Motorsport’s most famous marathon – the Dakar – does manage to somewhat convey that short-burst tournament feel despite being a standalone event, as each of its stages is treated almost like an individual race.
But circuit racing-wise, while there are some shorter-span winter series – notably the New Zealand-based Toyota Racing Series off-season junior single-seater option, which crams 15 races in five consecutive weekends and regularly produces stellar title fights – there is no marquee tournament that can channel that World Cup effect of a championship dominating consciousness and conversations for a month yet being resolved before it could get tiresome.
This year, a shortened F1 or MotoGP season can be just that. And while both championships’ various actors rightly hope it doesn’t come to this – and certainly F1 for all intents and purposes looks set to avoid such an eventuality – it wouldn’t have been the end of the world.
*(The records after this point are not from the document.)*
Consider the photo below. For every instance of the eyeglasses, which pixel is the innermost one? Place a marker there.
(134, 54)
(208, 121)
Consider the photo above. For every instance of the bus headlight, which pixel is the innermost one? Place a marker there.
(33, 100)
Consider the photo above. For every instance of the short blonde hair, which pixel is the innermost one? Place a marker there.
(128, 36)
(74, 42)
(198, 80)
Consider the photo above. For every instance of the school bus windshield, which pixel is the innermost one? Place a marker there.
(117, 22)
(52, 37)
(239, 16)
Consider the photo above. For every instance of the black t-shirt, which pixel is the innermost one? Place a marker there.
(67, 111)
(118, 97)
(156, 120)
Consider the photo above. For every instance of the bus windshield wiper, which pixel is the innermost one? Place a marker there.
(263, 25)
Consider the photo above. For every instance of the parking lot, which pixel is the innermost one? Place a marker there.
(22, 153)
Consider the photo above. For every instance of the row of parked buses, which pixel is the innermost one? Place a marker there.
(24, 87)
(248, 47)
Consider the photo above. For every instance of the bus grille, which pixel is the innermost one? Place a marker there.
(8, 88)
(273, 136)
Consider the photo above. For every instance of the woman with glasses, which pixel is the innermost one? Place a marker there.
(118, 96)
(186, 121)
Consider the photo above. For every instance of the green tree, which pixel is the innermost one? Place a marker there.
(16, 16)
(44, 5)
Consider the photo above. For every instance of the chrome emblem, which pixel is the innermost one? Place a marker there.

Back when revised calendars started looking inevitable, it was disheartening to read the likes of Bernie Ecclestone and Max Mosley suggesting early in this crisis that F1 should scrap its 2020 season already, as if there would be no value at all in trying to fit in a few races towards the end of the year.
And, on the flipside, it’s commendable that both F1 and MotoGP have resisted the urge to adopt a ‘superseason’ approach, even if the latter could well find itself limited to a significantly downsized Europe-only schedule this year.
A 2020 champion chosen over five-to-10 races rather than 20, or over three months rather than 10, may have seemed less legitimate to some, but outside circumstances have played a part in every title race ever, and as much as we sometimes like to pretend otherwise the sporting history books don’t do asterisks.
And because of this, putting the ultimate prizes in motorsport up for grabs in a short championship can yield a special blend of the most high-stakes, the most relentless, the most ‘no time to catch your breath’ racing action for all of us to enjoy.